With any well-behaved utility function, when the range of possible outcomes of a gamble is small relative to the risk tolerance of the decision maker, the certainty equivalent of the gamble can be approximated by making use of the local curvature of the utility function.
Consider a gamble $X$ with expected value $E[X]$ and variance $Var(X)$, and a utility curve $u(x)$. From the first two terms of a Taylor series expansion of $u(x)$ around the expected value $E[X]$ we obtain:
$E[u(x)]=u(E[X])+1/2 u^{''}(E[X])Var(X)$ i'm good here
We equate this expected utility to the utility of the certainty equivalent $CE=E[X]+D$, where $D$ is a risk discount.
Again, using a Taylor series expansion, $u(E[X]+D)$ can be approximated by $u(E[X])+u''(E[X])D$. how did we get to this approximation?
Hence the first order approximation for the risk discount is $D = 1/2(u''/u') Var(X)$. how did we get this result?
Therefore:
$CE(X)=E[X]+1/2 (u''/u')Var(X)$ how did we get to this conclusion?

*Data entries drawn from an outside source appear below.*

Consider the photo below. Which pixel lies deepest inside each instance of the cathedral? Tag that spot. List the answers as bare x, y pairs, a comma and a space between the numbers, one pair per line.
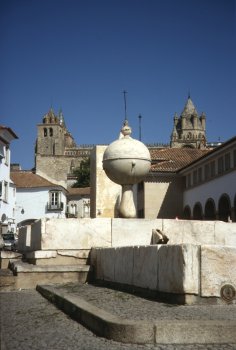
57, 155
189, 128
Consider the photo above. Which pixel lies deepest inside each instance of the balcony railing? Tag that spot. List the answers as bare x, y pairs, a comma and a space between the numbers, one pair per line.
55, 207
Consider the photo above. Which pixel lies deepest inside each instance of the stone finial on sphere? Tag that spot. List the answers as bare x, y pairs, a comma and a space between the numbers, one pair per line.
126, 162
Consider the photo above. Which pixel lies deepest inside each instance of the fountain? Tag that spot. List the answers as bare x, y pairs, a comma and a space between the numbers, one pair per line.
126, 161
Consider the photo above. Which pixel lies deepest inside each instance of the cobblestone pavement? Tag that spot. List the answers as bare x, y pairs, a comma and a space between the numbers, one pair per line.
128, 306
30, 322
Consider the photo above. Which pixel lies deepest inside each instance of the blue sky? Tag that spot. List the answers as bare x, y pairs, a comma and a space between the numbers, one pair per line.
79, 55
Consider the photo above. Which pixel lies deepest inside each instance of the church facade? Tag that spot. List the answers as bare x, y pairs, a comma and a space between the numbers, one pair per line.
56, 153
189, 128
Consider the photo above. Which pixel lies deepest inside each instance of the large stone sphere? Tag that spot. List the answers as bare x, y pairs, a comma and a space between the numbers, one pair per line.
126, 161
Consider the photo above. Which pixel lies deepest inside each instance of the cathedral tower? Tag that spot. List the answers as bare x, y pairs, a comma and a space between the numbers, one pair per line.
189, 129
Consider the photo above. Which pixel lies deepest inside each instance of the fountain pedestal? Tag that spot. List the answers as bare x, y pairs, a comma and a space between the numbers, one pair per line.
126, 162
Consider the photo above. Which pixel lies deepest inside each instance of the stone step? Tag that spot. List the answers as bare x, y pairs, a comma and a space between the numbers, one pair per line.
6, 256
27, 276
7, 280
58, 257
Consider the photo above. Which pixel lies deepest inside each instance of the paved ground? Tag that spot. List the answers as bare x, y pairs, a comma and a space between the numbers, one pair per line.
28, 321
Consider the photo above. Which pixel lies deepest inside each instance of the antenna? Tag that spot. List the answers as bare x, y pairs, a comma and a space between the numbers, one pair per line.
125, 92
140, 134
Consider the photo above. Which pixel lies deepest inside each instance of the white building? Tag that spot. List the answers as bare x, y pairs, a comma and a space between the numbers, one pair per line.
37, 198
210, 185
7, 188
78, 202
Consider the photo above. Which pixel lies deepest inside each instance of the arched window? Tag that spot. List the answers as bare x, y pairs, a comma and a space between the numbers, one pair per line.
234, 219
224, 208
197, 211
187, 212
210, 210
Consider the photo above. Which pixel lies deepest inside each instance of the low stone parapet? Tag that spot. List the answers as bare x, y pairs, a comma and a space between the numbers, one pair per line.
7, 256
77, 234
181, 269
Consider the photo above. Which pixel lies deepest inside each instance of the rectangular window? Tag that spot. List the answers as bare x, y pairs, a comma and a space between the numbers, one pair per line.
212, 166
5, 191
1, 151
188, 180
54, 200
199, 175
207, 171
195, 177
235, 158
220, 165
7, 160
227, 161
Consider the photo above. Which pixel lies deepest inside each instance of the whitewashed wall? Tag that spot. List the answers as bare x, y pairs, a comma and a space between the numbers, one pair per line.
34, 203
212, 189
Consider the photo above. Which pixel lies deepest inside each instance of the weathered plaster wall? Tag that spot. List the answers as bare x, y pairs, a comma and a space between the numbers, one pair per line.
179, 269
105, 232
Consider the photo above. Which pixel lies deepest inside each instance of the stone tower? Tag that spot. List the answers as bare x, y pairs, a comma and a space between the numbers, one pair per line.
53, 137
189, 128
56, 153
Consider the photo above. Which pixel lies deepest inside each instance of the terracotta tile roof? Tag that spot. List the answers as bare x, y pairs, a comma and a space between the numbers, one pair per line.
27, 179
73, 191
172, 159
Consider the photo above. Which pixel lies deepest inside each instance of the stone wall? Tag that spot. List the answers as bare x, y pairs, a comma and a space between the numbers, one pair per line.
105, 194
50, 234
56, 168
163, 197
177, 269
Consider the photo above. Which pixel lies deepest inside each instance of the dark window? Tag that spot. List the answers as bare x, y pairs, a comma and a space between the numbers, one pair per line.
213, 171
188, 180
220, 165
199, 174
227, 161
207, 171
195, 177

The maximum EU (or maximum CE) principle reduces to a linear function of mean and variance in which the relative weight given the variance is half the local curvature of the utility function.
Thank you.
I found the derivation here: https://quant.stackexchange.com/questions/20628/utility-theory-certainty-equivalent-approximation-formula-derivation
Here is a slightly modified version of that answer:
A second-order expansion near $ \bar{x}=E(x)$ gives:
$u(x)\approx u(\bar{x})+u'(\bar{x})(x-\bar{x})+1/2 u''(\bar{x})(x-\bar{x})^2$
Hence,
$E[u(x)]\approx u(\bar{x}) +\frac{1}{2} u''(\bar{x})Var(x)$
On the other hand, if we let c denote the certainty equivalent and assume it is close to $\bar{x}$, we can use the first-order expansion:
$u(c)\approx u(\bar{x})+u'(\bar{x})(c-\bar{x})$
We transform this equation to get:
$c=\bar{x}+\frac{u(c)-u(\bar{x})}{u'(\bar{x})}$
We can get the value of the numerator in the fraction part of the equation. We replace $E[u(x)]=u(c)$ in the previous formula to get:
$u(c)\approx u(\bar{x})+\frac{1}{2} u''(\bar{x}) Var(x)$
So that
$u(c)-u(\bar{x})\approx\frac{1}{2} u''(\bar{x}) Var(x)$
Therefore:
$c\approx\bar{x}+\frac{1}{2}(\frac{u''(\bar{x})}{u'(\bar{x})}) Var(x)$